Dejected and of course afraid of his father’s tirade, he is transported to a small village in Kerala to his grouchy (around seventy-year-old) grandfather in an ancestral property named as - Thekko Madom.
Ayan feels pity to see his grandfather living a lonely life, on the other hand mesmerizes to see his diaries of his early days like youth and all. Gradually, Ayan being too sophisticated by the urban grooming comes to term with life when he begins gelling with the old man. As the diaries begin unfolding, more and more narration about the father-son relationship resurfaces and of course also about love and other rite of passages obligatory in life. In a nutshell, the story shuttles between today and yesterday.

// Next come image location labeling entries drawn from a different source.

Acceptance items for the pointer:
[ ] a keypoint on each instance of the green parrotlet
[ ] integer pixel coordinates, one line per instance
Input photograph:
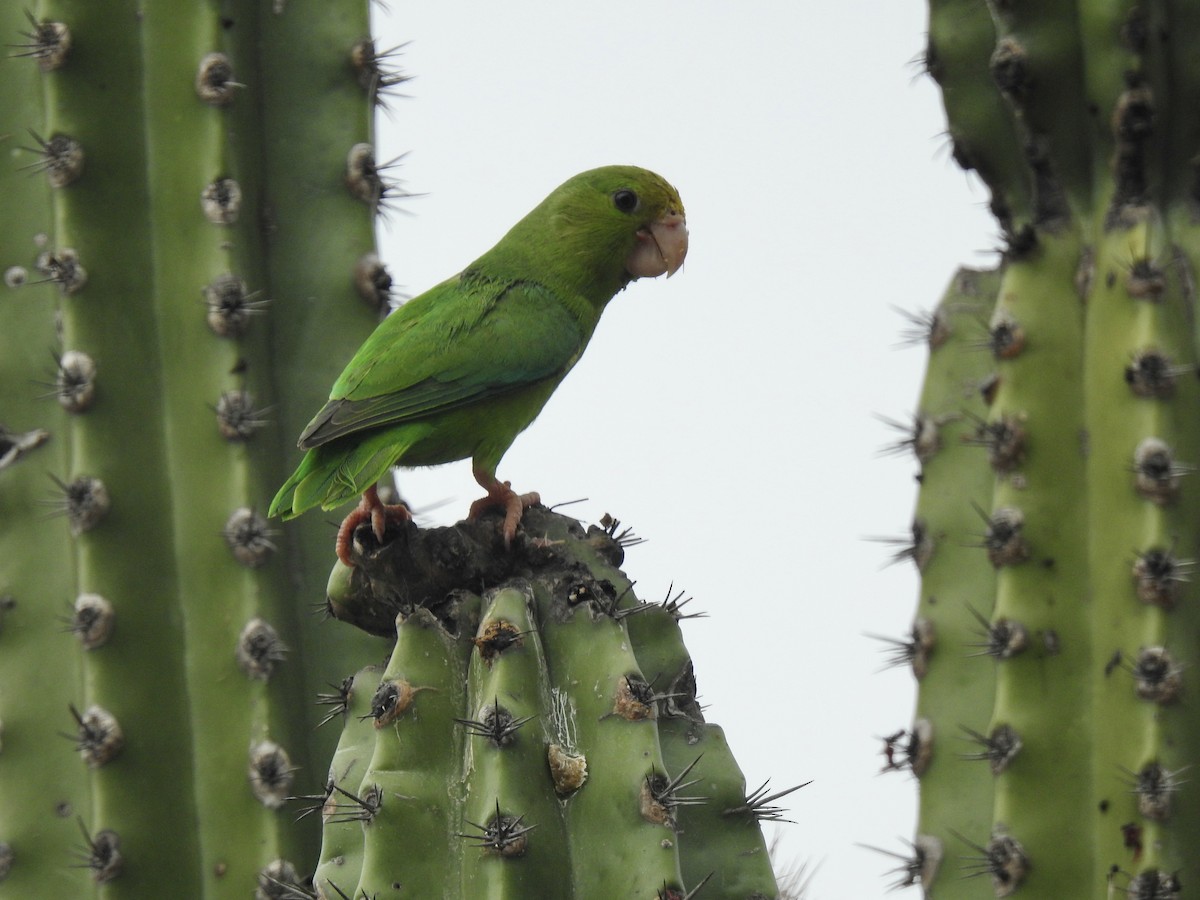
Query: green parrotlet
(463, 369)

Through the diaries Ayan comes to know about the real villainous nature of his father, Jairaj. The kind of treatment his grandfather received from Jairaj in fact actuates Ayan to hate his father. His father is shown quite greedy and mean in the guise of being ambitious. Jairaj gets his comeuppance when he finds that in the will he is not included, rather it goes to Ayan and others. Other than Gopal Shankar, Rohini too is a very touching character in the novel. When the old man, Gopal Shankar passed away she says that, “When dear ones passed away, we love them more and remember them in our heart like hundred little flames.

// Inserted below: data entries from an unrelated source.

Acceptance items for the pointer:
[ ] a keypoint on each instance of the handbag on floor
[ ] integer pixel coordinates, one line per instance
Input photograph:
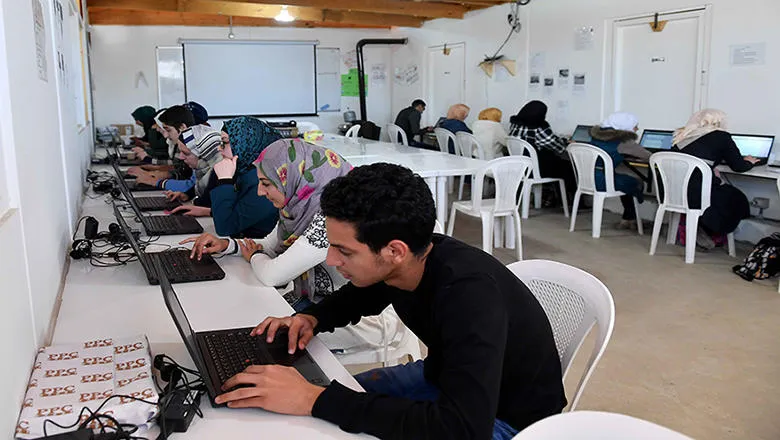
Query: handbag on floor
(763, 261)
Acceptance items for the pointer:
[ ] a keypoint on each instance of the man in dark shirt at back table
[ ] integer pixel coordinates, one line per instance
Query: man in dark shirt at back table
(409, 121)
(492, 367)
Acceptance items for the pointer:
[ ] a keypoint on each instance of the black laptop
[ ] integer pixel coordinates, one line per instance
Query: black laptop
(221, 354)
(151, 203)
(657, 140)
(176, 263)
(162, 224)
(582, 134)
(756, 145)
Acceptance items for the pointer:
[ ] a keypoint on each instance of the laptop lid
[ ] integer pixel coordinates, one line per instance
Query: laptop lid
(183, 325)
(758, 146)
(582, 134)
(143, 257)
(657, 139)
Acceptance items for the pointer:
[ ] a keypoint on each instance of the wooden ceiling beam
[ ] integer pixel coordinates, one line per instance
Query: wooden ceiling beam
(240, 9)
(130, 17)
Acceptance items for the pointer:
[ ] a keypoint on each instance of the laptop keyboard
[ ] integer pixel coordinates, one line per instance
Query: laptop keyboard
(234, 350)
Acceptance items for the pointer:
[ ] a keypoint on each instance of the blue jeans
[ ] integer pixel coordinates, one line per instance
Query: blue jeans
(408, 381)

Prior to this novel, Preeti was widely known as a writer for romantic novels. However, this time she has come up with deeper voice to touch the souls of Indian generations. Probably, she wants to relay the message about the importance of father-son relationship, which gradually deteriorates with passage of time, as such is the rite of passage of life. The story builds up gradually, and the writing style is fairly good, understandable to all.